Porta hepatic schwannoma: case report and a 30-year review of the literature yielding 15 cases.

BACKGROUND: Schwannomas located in the periportal region are extremely rare. Only 14 cases have been reported in the medical literature worldwide. Cases of porta hepatic schwannomas reported in the literature worldwide were reviewed. As a result, it is very challenging for surgeons to make a preoperative diagnosis due to its rarity and nonspecific imaging manifestations. CASE
PRESENTATION: A 57-year-old Chinese female was admitted to our institution with complaint of upper abdominal distension and the abdominal CT in the local hospital revealed a hypodense mass in the porta hepatis. A fine needle aspiration (FNA) was made to confirm the diagnosis, but the result was just suggestive of spindle cell neoplasia.
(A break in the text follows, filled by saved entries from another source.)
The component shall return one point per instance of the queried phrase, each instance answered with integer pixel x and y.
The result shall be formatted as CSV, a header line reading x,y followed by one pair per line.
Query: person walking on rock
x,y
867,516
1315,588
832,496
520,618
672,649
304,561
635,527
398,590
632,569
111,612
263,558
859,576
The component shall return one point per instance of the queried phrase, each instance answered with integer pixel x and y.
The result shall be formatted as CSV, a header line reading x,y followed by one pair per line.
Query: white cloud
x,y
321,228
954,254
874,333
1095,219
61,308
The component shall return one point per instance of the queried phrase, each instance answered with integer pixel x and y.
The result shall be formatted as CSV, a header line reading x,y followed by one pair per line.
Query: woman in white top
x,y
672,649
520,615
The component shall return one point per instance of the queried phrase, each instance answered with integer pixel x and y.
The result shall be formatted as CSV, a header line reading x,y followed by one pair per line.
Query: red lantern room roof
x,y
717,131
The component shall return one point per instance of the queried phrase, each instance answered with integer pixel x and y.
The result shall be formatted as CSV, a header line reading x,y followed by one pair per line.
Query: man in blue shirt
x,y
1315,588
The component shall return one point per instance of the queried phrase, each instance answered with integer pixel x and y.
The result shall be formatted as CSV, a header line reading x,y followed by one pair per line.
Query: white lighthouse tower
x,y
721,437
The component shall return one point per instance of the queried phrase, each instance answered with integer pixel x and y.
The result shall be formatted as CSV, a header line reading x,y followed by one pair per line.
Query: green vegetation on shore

Eventually, the patient underwent surgery and postoperative pathology confirmed schwannoma in porta hepatis. The patient recovered uneventfully with no evidence of recurrence after a follow-up period of 41 months.
CONCLUSIONS: It is essential for the final diagnosis of porta hepatic schwannomas to combine histological examination with immunohistochemistry after surgery. The main treatment of porta hepatic schwannomas is complete excision with free margins and no lymph node dissection. In some cases, biliary reconstruction or the proper hepatic and the gastroduodenal artery resection was performed because the tumor was inseparably attached to the extrahepatic bile duct or the proper hepatic and the gastroduodenal artery. Malignant transformation of schwannomas is very rare and the overall prognosis is satisfactory.

Background

The periportal region is a complex anatomic region between the superior aspect of the first portion of the duodenum and the porta hepatis, including the hepatoduodenal ligament and the extrahepatic bile duct, portal vein, hepatic artery, autonomic nerve fibers, and lymph nodes [1]. When patients exhibit symptoms of abdominal pain or jaundice or show no symptoms, and a mass in the periportal region is detected in image scans, the diagnosis of a cholangiocarcinoma or a gastrointestinal stromal tumor (GIST) may be considered first. However, in rare cases, the diagnosis is of a porta hepatic schwannoma. Porta hepatic schwannomas are extremely rare, with only 14 cases reported in the literature to date. Of the 14 cases, the mean age of the patients was 45 years (range 29–74 years), and the male-female ratio was 6:8. The literature depicted tumors varying from 2.2 cm (the average tumor diameter line) to 7.5 cm in size, with a median of approximately 4.8 cm. For the mass in porta hepatic, it is difficult to perform a biopsy because of vessel interposition. So, the surgeons are inclined to make a fine needle aspiration (FNA) because of lower risk of bleeding. In the 14 cases, the FNA was operated only for two patients, and none underwent biopsy before surgery. But, the FNA usually fails to provide the immunohistochemistry, which is imperative to make a diagnosis for the mesenchymal tumors. In most cases, the final diagnosis of schwannoma was confirmed by postoperative pathological examination.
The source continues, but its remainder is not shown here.